Broad Compatibility with closed-source LLMs: Requires nothing beyond logit/top-\(k\) access, meaning a single personalization "plugin" can theoretically be shared across different models and users.

Limitations & Future Work¶

The "user" is simulated by GPT-4o; the alignment between BTL assumptions and actual human taste noise, stereotypes, or drift has not been directly verified.
Expanding two top-\(k\) candidates and calculating gradient-based UCB at each step results in significantly higher per-step latency than standard greedy decoding, which remains a deployment burden for long generations.
Personalization is only verified at the "attribute level" (e.g., creative/concise). Finer, multi-faceted preferences across tasks (e.g., "rigorous + concise + use emojis") were not analyzed, and UCB stability on multi-dimensional rewards is unknown.
Preferences may drift, but the reward network accumulates monotonically—the paper does not discuss forgetting mechanisms or sliding windows for long-term use.

vs. AMULET (Zhang et al., 2025b): Both are test-time alignment frameworks, but AMULET lacks an active exploration mechanism (equivalent to pure exploitation). T-POP's explicit exploration via dueling bandits allows sustained gains over more rounds.
vs.
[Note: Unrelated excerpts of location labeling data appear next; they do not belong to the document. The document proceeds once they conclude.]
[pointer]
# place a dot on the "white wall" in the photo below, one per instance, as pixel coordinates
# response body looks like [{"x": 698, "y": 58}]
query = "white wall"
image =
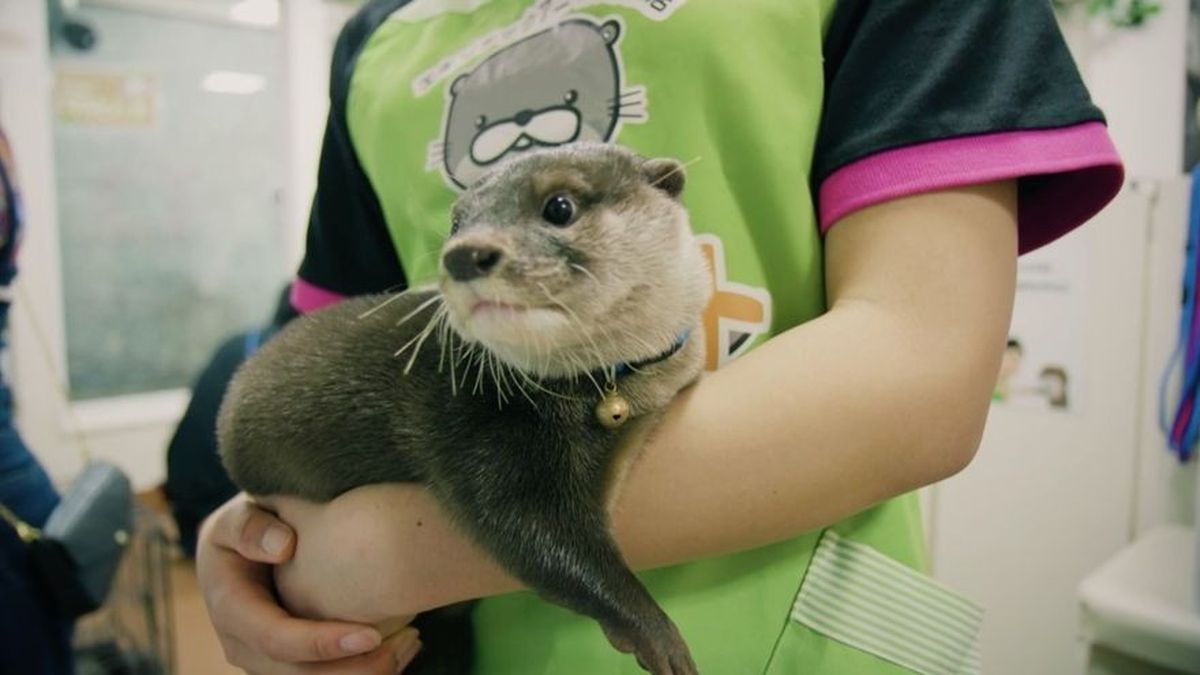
[
  {"x": 1053, "y": 496},
  {"x": 132, "y": 431},
  {"x": 1139, "y": 79}
]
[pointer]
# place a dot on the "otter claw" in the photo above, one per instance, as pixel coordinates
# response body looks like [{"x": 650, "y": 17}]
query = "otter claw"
[{"x": 667, "y": 655}]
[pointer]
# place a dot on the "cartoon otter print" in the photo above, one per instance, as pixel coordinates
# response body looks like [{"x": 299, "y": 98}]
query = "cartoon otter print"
[{"x": 556, "y": 87}]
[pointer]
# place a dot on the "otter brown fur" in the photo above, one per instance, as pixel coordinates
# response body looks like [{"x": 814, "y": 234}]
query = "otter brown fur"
[{"x": 561, "y": 267}]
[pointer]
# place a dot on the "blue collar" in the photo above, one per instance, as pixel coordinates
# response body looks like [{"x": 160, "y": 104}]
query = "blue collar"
[{"x": 623, "y": 369}]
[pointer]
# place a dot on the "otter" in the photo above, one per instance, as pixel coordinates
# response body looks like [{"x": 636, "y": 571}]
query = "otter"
[{"x": 569, "y": 302}]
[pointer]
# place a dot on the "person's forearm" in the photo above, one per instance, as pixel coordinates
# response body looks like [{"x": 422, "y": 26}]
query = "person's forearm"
[{"x": 826, "y": 419}]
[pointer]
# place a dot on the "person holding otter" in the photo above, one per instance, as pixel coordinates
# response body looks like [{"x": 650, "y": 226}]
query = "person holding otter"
[{"x": 867, "y": 175}]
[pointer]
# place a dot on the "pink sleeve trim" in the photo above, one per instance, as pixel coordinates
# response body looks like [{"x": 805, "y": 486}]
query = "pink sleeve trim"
[
  {"x": 1071, "y": 173},
  {"x": 306, "y": 298}
]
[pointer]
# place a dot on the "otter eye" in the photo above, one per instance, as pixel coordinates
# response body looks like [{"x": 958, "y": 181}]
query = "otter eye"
[{"x": 559, "y": 210}]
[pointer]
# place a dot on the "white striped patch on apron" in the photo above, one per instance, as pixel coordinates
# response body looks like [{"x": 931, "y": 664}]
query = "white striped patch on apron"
[{"x": 861, "y": 597}]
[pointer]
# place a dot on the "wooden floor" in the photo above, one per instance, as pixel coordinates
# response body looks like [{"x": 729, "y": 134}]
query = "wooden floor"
[{"x": 197, "y": 650}]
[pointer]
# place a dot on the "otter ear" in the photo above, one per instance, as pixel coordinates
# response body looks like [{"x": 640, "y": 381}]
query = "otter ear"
[
  {"x": 610, "y": 31},
  {"x": 666, "y": 174}
]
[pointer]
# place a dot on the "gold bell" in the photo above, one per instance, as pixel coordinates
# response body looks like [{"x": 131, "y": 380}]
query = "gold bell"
[{"x": 612, "y": 411}]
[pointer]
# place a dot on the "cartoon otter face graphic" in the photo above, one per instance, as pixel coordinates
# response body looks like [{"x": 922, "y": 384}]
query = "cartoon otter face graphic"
[{"x": 556, "y": 87}]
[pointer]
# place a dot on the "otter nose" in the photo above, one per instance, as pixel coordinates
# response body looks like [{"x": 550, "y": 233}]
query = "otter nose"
[{"x": 471, "y": 262}]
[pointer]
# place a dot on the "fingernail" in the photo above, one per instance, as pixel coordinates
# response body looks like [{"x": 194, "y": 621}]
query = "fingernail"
[
  {"x": 359, "y": 643},
  {"x": 275, "y": 539}
]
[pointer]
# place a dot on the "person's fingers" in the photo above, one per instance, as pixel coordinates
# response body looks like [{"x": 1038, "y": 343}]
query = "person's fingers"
[
  {"x": 251, "y": 531},
  {"x": 389, "y": 658},
  {"x": 243, "y": 607}
]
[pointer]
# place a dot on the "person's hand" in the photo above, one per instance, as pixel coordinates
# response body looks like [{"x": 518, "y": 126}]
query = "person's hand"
[{"x": 238, "y": 547}]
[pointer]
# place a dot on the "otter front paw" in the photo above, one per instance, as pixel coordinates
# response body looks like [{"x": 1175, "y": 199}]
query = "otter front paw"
[{"x": 660, "y": 650}]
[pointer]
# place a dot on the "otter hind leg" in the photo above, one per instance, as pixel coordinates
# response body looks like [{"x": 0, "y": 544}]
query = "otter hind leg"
[{"x": 563, "y": 550}]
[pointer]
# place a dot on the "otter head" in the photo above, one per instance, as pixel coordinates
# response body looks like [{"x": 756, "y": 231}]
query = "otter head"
[{"x": 571, "y": 260}]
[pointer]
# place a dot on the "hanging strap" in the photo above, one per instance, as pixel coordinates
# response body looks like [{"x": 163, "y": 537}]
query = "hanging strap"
[{"x": 1182, "y": 425}]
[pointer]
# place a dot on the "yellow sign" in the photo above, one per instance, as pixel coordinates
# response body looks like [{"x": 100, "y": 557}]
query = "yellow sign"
[{"x": 93, "y": 97}]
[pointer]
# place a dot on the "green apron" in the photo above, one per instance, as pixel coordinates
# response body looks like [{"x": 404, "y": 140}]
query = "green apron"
[{"x": 445, "y": 88}]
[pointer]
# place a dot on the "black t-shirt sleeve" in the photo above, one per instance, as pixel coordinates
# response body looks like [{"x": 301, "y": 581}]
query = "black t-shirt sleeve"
[
  {"x": 900, "y": 72},
  {"x": 907, "y": 73},
  {"x": 348, "y": 250}
]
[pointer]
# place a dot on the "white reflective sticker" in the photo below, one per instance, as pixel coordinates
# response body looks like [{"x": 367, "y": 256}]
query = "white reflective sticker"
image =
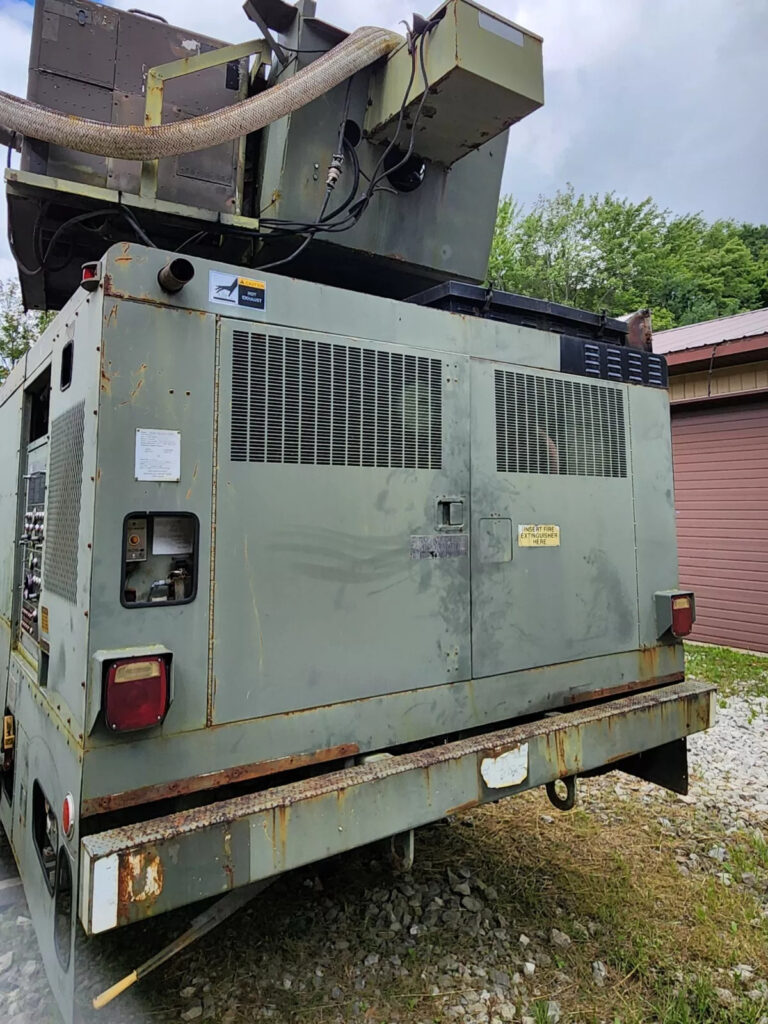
[
  {"x": 158, "y": 455},
  {"x": 104, "y": 894},
  {"x": 509, "y": 768}
]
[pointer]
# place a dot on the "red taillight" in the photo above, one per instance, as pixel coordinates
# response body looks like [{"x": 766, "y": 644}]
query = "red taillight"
[
  {"x": 89, "y": 276},
  {"x": 136, "y": 693},
  {"x": 682, "y": 615},
  {"x": 68, "y": 815}
]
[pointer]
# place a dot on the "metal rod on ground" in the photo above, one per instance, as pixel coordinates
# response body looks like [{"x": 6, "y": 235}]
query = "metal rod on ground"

Linear Alignment (LA) (Gao et al., 2024): LA uses simple linear logit adjustments; T-POP uses a neural reward + online BTL, fitting more complex preference structures.
vs. RLHF/DPO personalization variants (Jang et al., 2023; Park et al., 2024): These require per-user weight fine-tuning. T-POP leaves the LLM untouched, making it "plug-and-play" for new users.
vs. RAG / prompt-based personalization (Salemi et al., 2024): These rely on existing user corpora; T-POP generates signals directly through online preference interactions.

Rating¶

Novelty: ⭐⭐⭐⭐ Embedding dueling bandits into token-level decoding is a fresh approach with clear theoretical backing.
Experimental Thoroughness: ⭐⭐⭐⭐ Three bases x Four benchmarks x Four attributes + learning curves, though lacking a real-world user study.
Writing Quality: ⭐⭐⭐⭐ Clean algorithm descriptions and formulas; appendix provides comprehensive theory.
Value: ⭐⭐⭐⭐ Offers a deployment-friendly paradigm for closed-source LLM personalization, more practical than per-user LoRA training for industry.